Мэр пропал. Камеры поймали и приблизили старика. Переступая телевизионные шнуры, старик шатко брел к микрофону «для вопросов с мест», отстраняя растерянно оглядывающихся на невидимых старших охранников, сгибаясь под орденоносной тяжестью пиджака, и то умоляюще, то гневно взмахивал искривленной, словно неправильно сросшейся после перелома, ладонью: дайте ж слово, я!

Зал напряженно молчал.

— Григорий Захарыч, — прочел Эбергард, — уж извините, что прервал, без записи, Синцов Николай Игнатьевич, район Заутреня, фронтовик, инвалид…

Доковыляв до стоящего цаплей микрофона, старик вцепился в него и, закрепившись, неожиданно звучно захрипел:

— Григорий Захарыч! Уж извините, что прервал… Без записи. Синцов Николай Игнатьевич. Район Заутреня. Фронтовик, инвалид…

— Николай Игнатьевич, для этого я и встречаюсь с населением, чтобы без записи… — пробормотал Эбергард.

Мэр уложил локти на трибуну и улыбнулся с не присутствующей в живой природе кошачьей теплотой:

— Николай Игнатьевич! Для этого я и встречаюсь с… — показал рукой в зал, — чтобы без записи, напрямую… — И объявил, подобравшись и налившись жадным и тревожным вниманием, словно подсвеченный далеким пожарным заревом: — Слушаю вас!

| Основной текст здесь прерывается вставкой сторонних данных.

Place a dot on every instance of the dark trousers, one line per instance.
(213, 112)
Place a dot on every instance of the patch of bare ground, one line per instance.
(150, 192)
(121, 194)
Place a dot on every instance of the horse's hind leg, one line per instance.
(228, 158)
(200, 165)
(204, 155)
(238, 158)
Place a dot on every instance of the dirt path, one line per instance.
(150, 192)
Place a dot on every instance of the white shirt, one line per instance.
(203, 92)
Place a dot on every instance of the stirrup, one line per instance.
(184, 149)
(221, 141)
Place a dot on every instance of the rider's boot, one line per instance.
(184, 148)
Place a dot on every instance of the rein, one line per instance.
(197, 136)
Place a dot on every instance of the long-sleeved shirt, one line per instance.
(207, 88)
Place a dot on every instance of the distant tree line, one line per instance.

— Хорошо тут говорили и за метро, и за магазины шаговой доступности, — перечислял Эбергард.

— И за то, чтобы летом на лыжах кататься, в трубе, — заходил издалека на цель старик, словно ведомый диспетчером. — Чуем мы, недобитки, вашу заботу… Но хотелось ба, чтобы и вон те…

— Рукой.

Старик освободил левую руку и показал в обмерший президиум:

— …помнили о тех, кто отдал свое здоровье. О каждом. А то пообещали нам машину с ручным управлением. Бесплатно. К юбилею Победы. Август уже. А машины нету. И в управу писал. И в префектуру вашим там… И депутату Иванову-2. Все отвечают, — старик развел руками, — в течение года получишь. А вдруг я…

— Кончусь. Легкий смех, — следил по бумаге Эбергард. — Годков-то мне — восемьдесят семь.

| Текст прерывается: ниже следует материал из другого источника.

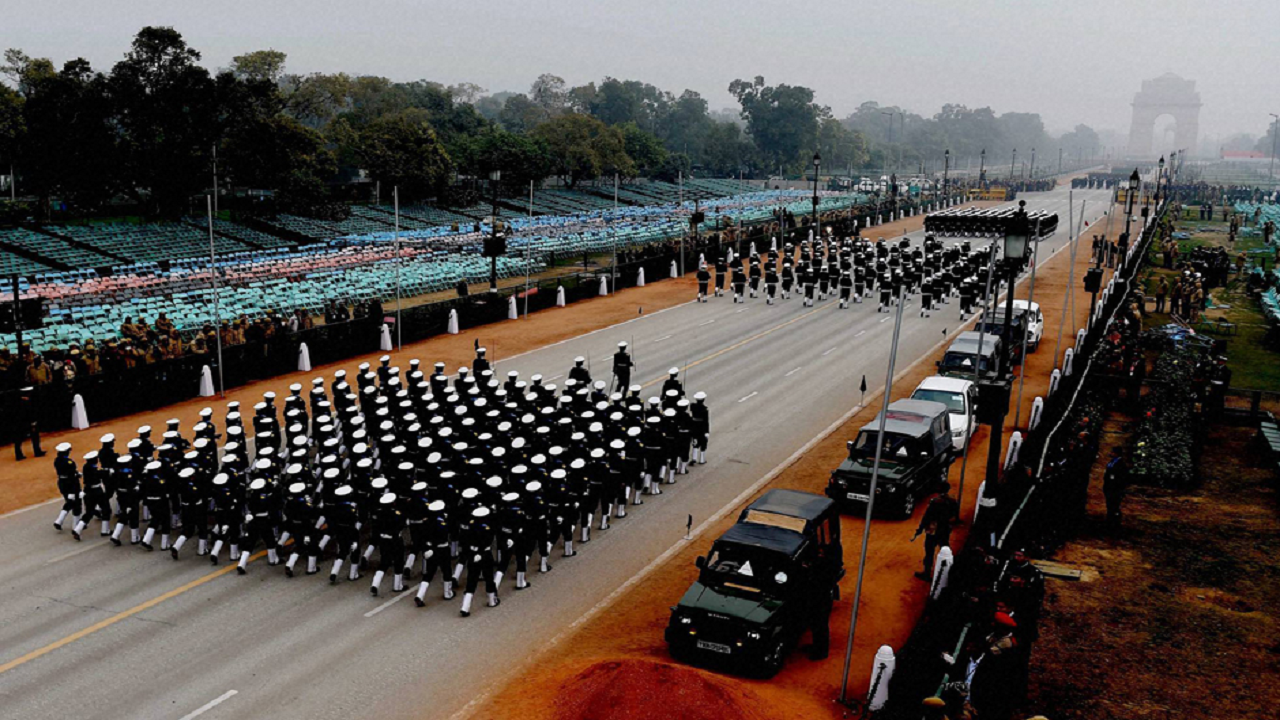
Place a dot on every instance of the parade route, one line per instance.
(137, 634)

— Лет-то мне, — старик задумался и потряс головой, буксуя, что-то припоминающе пережевывая, — а верней: годков-то мне — восемьдесят семь! Сегодня вроде бегаю еще, а завтра… А вдруг не доведется проехаться за рулем до внучек…

— Николай Игнатьевич, — поднял Эбергард руку, — вопрос ясен.

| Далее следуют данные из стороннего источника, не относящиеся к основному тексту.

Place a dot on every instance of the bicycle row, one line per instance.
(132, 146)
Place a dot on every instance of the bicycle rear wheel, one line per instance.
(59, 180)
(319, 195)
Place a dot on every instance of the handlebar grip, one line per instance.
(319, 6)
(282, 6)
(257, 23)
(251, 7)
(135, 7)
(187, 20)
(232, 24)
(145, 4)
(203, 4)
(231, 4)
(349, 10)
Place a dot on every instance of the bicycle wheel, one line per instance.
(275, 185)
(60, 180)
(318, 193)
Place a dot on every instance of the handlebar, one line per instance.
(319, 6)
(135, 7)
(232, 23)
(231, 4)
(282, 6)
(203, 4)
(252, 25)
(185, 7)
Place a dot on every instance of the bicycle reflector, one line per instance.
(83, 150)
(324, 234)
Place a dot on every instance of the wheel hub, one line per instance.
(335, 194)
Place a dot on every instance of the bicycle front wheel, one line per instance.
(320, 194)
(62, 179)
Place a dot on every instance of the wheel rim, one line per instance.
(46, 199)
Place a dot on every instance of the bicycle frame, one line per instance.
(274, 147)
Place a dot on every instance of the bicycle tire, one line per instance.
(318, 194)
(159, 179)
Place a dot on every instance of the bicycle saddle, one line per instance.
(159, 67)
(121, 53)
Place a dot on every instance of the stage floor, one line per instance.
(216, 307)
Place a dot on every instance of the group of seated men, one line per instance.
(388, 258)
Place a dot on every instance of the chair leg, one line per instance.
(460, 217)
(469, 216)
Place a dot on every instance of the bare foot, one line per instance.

— …ясен. Присаживайтесь, пожалуйста, — мэр вздохнул, опустил руку и как-то расстроился, пришлепнул ладонью и чуть смял лежавшие перед ним бумаги и вроде знавшие подробнейше всё — но не это! Подвинул стакан, еще вздохнул и закусил губу, превращаясь в то, чем физически был на самом деле, — тучного, маленького, вислощекого старика, давно уставшего от ежедневного этого всего…

— Знаете. Сейчас вот подумал, — бормотал Эбергард.

— …Что мы, — цедил мэр, тускло вглядываясь в не смевшее отвести глаз правительство, — в теплых своих кабинетах… Очень часто стараемся делать всё-всё — по закону. И при этом сами, как люди, как-то… глохнем… Кожа толстеет, слепнем…

— Всё надеемся на правильный документ, на хар-роший закон…

— …А человека, — мэра прожгло, и он сморщился в страшной тишине сострадания, — живого, отдельного, родственника нашего…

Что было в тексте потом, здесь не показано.